Un débat raté ne chassera pas la xénophobie nationaliste comme un mauvais rêve. La calamiteuse prestation de Marine Le Pen face à Emmanuel Macron a ouvert les yeux d’un certain nombre d’électeurs, qui ont pu constater de visu que le FN avait un programme incohérent et intolérant, où l’agressivité populiste tenait lieu de raisonnement.
Depuis, comme plusieurs fois dans son histoire, le parti lepéniste est entré en crise. Les uns veulent poursuivre sur la ligne nationale-sociale de Florian Philippot, qui voit dans l’Union européenne la source de tous les maux français. Les autres veulent revenir au discours ultradroitier et traditionaliste naguère employé par Jean-Marie Le Pen et dont sa petite-nièce Marion Maréchal fut un temps la porte-parole, quitte à mettre en sourdine la rhétorique anti-euro qui inquiète les électeurs.
Cette division, ou cette hésitation, peut coûter cher au Front, dont les militants ne savent plus très bien à quel diable se vouer.
Mais cela ne change rien aux causes profondes qui expliquent la force du FN. Sous la surface tumultueuse de la vie du parti, elles sont toujours à l’œuvre. Fracture sociale, désagrégation urbaine, angoisse identitaire, chômage de masse : tous les ingrédients de la mauvaise soupe brune sont toujours réunis.

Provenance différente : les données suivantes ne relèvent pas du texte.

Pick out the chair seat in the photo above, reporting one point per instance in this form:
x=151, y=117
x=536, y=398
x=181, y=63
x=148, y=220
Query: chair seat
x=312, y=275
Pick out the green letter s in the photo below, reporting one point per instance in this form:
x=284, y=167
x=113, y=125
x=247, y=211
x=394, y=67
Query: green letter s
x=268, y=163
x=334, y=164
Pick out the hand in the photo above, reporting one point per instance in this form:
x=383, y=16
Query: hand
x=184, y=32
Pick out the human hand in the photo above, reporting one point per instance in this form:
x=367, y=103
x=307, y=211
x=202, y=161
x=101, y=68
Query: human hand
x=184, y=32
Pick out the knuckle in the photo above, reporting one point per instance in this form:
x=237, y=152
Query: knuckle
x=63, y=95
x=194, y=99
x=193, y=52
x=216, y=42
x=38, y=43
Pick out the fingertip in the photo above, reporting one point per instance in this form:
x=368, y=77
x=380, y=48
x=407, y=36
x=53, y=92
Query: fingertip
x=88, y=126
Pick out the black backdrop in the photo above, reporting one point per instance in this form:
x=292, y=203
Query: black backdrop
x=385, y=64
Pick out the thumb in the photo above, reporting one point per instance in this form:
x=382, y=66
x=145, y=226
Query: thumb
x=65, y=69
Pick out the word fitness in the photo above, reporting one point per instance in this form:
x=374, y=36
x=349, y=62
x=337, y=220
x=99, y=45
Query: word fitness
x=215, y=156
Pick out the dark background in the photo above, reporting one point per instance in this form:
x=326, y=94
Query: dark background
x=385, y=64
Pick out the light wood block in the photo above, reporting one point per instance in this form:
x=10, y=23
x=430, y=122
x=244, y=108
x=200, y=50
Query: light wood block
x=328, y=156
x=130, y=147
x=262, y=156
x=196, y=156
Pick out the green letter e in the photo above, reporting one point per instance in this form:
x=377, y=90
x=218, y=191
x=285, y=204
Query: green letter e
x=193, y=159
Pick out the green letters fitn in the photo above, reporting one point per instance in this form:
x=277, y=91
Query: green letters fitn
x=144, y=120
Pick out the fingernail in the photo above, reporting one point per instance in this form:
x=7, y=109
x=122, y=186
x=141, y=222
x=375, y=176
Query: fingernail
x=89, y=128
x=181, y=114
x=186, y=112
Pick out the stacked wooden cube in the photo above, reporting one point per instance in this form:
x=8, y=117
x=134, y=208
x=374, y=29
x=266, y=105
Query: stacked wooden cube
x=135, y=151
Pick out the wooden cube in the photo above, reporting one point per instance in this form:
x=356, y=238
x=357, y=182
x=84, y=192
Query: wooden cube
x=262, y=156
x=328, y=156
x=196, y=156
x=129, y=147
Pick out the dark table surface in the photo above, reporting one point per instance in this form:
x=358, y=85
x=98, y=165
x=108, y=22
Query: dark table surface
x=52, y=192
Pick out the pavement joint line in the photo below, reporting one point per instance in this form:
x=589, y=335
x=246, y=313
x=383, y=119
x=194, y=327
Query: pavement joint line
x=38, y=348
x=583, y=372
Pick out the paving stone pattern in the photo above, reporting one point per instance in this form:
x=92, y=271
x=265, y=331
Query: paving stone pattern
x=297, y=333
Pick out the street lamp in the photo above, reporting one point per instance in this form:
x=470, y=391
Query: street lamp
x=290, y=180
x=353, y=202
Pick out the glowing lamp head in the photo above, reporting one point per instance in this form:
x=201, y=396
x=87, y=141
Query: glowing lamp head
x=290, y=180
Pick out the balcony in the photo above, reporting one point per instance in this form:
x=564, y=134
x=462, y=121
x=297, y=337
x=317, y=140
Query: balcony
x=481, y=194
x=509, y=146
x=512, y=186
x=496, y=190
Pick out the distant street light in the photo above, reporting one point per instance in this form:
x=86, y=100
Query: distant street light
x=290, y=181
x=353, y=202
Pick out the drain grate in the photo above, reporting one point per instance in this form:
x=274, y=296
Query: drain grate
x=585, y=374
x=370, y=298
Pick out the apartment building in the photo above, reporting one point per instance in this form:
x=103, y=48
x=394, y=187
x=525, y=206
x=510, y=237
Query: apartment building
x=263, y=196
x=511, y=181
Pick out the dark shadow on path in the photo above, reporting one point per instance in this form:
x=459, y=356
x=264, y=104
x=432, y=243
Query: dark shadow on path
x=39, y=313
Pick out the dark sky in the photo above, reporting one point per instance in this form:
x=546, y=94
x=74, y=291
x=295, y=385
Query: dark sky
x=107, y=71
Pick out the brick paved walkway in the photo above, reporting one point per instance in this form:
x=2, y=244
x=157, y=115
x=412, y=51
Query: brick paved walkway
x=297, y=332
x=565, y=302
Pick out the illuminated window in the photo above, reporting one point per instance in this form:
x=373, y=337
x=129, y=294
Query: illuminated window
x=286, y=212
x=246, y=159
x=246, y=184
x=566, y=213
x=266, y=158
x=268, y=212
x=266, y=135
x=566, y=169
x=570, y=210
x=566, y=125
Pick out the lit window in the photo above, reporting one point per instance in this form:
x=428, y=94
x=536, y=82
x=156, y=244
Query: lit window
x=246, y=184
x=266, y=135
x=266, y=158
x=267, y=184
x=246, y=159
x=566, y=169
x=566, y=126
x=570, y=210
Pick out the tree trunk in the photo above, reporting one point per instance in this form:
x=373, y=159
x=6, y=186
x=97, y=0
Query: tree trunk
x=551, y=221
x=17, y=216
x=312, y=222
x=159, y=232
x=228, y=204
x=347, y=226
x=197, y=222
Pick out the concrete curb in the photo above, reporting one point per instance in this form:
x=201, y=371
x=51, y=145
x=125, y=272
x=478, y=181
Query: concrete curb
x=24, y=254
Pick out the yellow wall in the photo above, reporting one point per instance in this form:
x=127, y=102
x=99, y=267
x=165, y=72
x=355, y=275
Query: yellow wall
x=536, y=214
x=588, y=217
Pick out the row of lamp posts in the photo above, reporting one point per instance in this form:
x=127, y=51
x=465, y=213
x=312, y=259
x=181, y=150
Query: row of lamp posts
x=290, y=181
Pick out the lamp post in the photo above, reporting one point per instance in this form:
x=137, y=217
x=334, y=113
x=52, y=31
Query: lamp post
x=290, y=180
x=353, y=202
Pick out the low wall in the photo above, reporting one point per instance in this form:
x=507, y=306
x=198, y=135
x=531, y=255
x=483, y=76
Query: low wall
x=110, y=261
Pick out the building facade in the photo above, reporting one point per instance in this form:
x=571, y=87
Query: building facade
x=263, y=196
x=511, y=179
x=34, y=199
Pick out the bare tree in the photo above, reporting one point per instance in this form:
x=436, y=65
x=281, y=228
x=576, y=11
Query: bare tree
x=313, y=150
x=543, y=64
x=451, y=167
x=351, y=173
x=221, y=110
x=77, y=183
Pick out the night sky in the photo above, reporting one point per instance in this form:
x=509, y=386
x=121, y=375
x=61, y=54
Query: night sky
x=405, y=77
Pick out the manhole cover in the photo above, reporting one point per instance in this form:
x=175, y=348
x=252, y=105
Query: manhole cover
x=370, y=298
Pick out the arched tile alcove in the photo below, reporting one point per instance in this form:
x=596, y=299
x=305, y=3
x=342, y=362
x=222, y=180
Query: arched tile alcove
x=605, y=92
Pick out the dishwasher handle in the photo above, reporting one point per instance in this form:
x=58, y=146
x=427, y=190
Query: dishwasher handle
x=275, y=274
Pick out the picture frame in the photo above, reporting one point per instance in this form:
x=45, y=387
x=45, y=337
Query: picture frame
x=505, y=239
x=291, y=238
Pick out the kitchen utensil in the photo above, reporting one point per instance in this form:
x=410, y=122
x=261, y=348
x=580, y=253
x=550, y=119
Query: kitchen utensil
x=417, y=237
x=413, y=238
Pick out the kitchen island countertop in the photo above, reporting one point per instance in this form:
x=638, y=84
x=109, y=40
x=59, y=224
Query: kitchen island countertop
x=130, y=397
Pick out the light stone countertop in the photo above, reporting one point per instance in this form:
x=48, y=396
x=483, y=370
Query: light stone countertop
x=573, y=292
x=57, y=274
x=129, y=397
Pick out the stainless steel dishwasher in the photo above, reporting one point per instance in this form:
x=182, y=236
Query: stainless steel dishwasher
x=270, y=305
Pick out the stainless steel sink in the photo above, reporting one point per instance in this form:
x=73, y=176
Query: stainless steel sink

A cela s’ajoute la lancinante propagande des élus et des intellectuels qui annoncent la dissolution de la France dans le magma supposé de la mondialisation, et qui apportent, volontairement ou non, un stock inépuisable d’arguments à la litanie frontiste.
La politique libérale menée par le gouvernement Philippe permettra-t-elle de rasséréner la société française ? Rien n’est moins sûr. Elle plaît aux élites économiques mais risque fort de mécontenter rapidement les classes populaires. C’est-à-dire cette partie de l’électorat français où le FN puise l’essentiel de sa force.